Learning to manage your money is an ongoing process. To help you on your journey, we pulled together a list of money mistakes you might not even realize you’re making. After all, even the most financially-savvy among us can make money mistakes from time to time.
Here are five money mistakes you don’t realize you’re making:
Paying for subscriptions or memberships you don’t use.
Are you signed up for a subscription box that you toss in the trash each month? How about that gym membership that’s gone unused for weeks? It just might be time to cut the cord. Sure, making these financial commitments might seem like a good idea (only $10 a month), but they’re actually a waste if you’re not putting them to use.
Don’t feel the need to cut everything off at once. Try cutting back on 1 or 2 to start and then go from there. Need some help? Free apps like Trim, TrueBill, and Bobby can help manage and cancel subscription services for you.
Not buying generic.
Thanks to fancy packaging and prominent advertising, many of us fall into the trap where “name brand” equates to “higher quality.” This is simply not true. Opting for generic products, rather than name brand items, offers up the opportunity to save big – especially at the grocery store.
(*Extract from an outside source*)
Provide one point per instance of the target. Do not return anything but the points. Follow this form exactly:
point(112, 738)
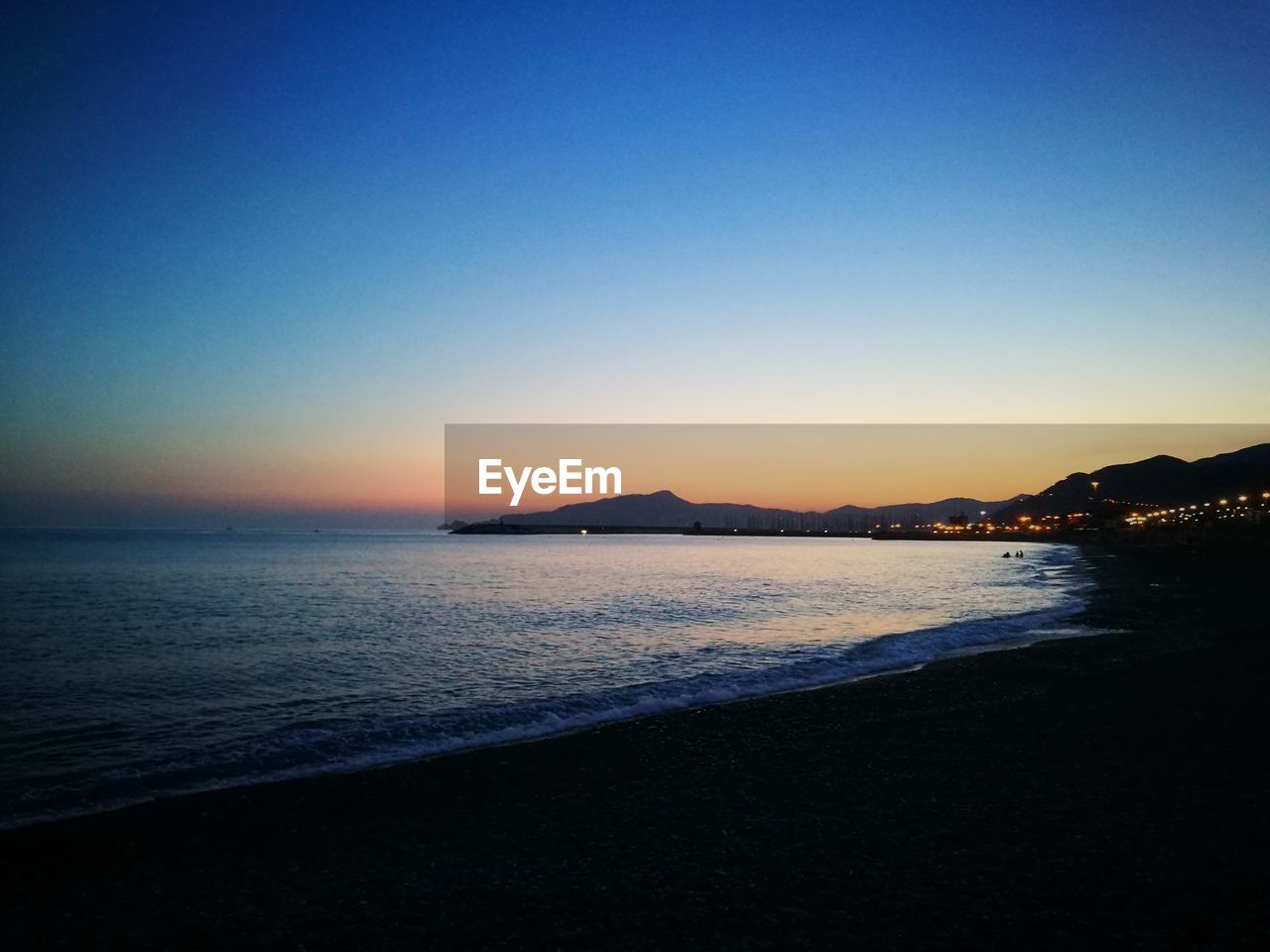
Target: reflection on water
point(136, 664)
Next time you go food shopping, consider making the switch.
Buying things “because they’re on sale.”
We’ve all been there. You’re minding your own business when a 50% off sale pops into your inbox. Suddenly, you’re tempted to stock up on all sorts of items you haven’t even thought about prior to this notification. They’re on sale, so it’s okay….right?
Buying items you don’t need just because they’re discounted is an easy way to drive up unnecessary spending. Instead, think about whether you actually need these items before you fill up your cart. Is the sale on the moisturizer you use every day? Is it on a new coat you’ve had your eye on for weeks? Go ahead and take advantage of the savings. If it’s a polka-dotted tie you never knew you wanted, it might be a good time to pass.
Letting small purchases add up.
A latte one day, takeout the next, and a couple of snacks at the end of the week…these items add up. Small indulgences are okay here and there but pay attention to how much they cost you each week. You might be surprised by how much you’re shelling out for things that, on an individual basis, are fairly inexpensive.
There are a few different ways to start tracking your spending. One simple and straightforward method is simply to jot down everything you buy for one week. Another strategy would be to download an expense tracking app like Mint, which helps you track and categorize your spending.
Not having a rainy day fund.
You pay your bills on time and you even have some spending money left over each month. You’re all set, right?
Unfortunately, we live in a world where “things happen” and having an emergency fund can be a huge life-saver. Whether it’s an unexpected fender bender or an extra trip to the doctor, it’s important to have money stowed away in the event you need some extra cash. Each month, take some of your income and put it into a savings account – even if it’s just a little at a time. You’ll be thankful in the long run.